When Sitecore 9 was introduced, a new way of storing contact data called XDB was introduced. XDB which is short for the Experience Database, stores all the data related to contacts, such as interactions, contacts and their related facets.
To support a large intake and retention of data, Sitecore chose to use sharded databases, which essentially means that the data is divided over several databases. Sitecore uses the Elastic Database from Microsoft to accomplish this.

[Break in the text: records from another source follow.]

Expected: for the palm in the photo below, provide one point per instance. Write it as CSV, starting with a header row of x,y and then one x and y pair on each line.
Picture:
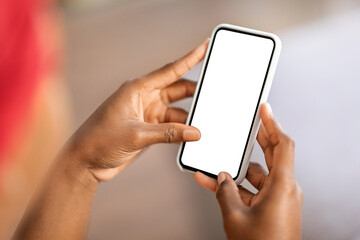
x,y
138,115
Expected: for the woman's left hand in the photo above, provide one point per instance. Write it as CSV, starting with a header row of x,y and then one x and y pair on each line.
x,y
135,116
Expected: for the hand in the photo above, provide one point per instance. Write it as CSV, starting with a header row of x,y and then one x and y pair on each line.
x,y
135,116
275,211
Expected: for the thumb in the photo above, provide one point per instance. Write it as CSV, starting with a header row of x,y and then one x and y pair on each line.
x,y
228,195
169,133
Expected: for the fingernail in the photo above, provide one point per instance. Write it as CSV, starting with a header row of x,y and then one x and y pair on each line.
x,y
221,177
191,135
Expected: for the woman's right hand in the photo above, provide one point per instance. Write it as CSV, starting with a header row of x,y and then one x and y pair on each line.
x,y
275,211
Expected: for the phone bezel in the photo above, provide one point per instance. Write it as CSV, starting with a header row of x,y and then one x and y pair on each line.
x,y
262,96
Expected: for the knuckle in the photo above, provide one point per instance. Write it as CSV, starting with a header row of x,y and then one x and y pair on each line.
x,y
170,134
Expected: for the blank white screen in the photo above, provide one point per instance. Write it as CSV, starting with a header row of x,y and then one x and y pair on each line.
x,y
227,101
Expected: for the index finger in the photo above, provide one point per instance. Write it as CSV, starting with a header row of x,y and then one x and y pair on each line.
x,y
171,72
283,145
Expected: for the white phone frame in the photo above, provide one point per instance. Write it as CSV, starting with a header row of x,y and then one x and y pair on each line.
x,y
263,98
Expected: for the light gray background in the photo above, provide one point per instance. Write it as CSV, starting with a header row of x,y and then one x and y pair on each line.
x,y
314,95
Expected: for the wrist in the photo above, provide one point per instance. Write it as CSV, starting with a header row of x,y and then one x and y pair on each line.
x,y
77,172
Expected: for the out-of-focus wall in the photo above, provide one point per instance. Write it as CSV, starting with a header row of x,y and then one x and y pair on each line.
x,y
109,42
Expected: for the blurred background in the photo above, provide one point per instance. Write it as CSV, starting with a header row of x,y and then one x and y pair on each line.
x,y
314,96
103,43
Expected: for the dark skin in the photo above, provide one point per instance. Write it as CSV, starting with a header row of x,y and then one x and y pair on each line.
x,y
275,211
138,115
135,116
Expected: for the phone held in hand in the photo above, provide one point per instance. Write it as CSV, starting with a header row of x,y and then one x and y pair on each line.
x,y
235,80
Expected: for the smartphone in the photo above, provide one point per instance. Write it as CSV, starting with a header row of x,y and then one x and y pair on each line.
x,y
235,80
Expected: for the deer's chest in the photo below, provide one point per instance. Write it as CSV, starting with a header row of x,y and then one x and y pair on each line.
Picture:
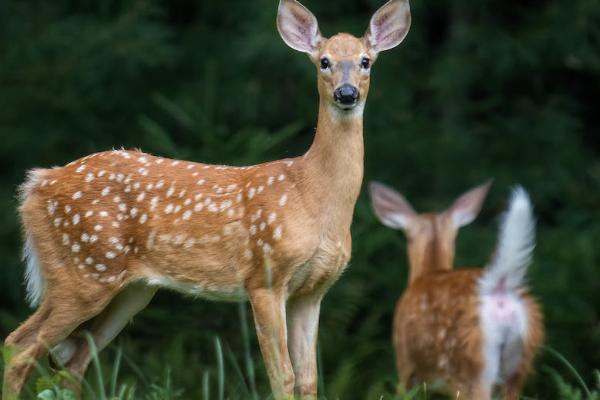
x,y
323,268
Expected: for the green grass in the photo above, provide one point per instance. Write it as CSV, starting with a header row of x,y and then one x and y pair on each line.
x,y
238,375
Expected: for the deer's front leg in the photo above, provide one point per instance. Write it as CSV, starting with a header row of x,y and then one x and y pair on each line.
x,y
303,326
268,306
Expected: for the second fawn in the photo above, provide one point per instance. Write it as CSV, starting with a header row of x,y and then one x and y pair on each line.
x,y
105,231
475,331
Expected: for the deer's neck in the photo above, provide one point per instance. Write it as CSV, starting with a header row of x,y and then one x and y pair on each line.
x,y
334,165
432,256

When everything is working, there’s no need of a deep understanding on the internals of XDB, however when something isn’t working properly, it’s nice to have a clear view on what is happening internally. In this blog post I’m going to give you a high level explanation on what sharding is, how data is divided between the databases, what the tables do, and how contacts are resolved.
Sharding
As mentioned above, the XDB databases are sharded databases, where the complete dataset is divided over several databases (shards), based on their sharding key. When you use a default installation of Sitecore, you’ll get two shard databases (Xdb.Collection.Shard0 and Xdb.Collection.Shard1) and a Shard Map Manager (XDB.Collection.ShardMapManager).
The Shard Map Manager holds the information about in which shard a record lives (called a ShardMap), based on the sharding key of the record. There are 3 Shard Maps; ContactIdentifiersIndex, ContactId and DeviceProfileId. Each of these maps have one more more Shard Mappings, which determine in which shard the record should be placed.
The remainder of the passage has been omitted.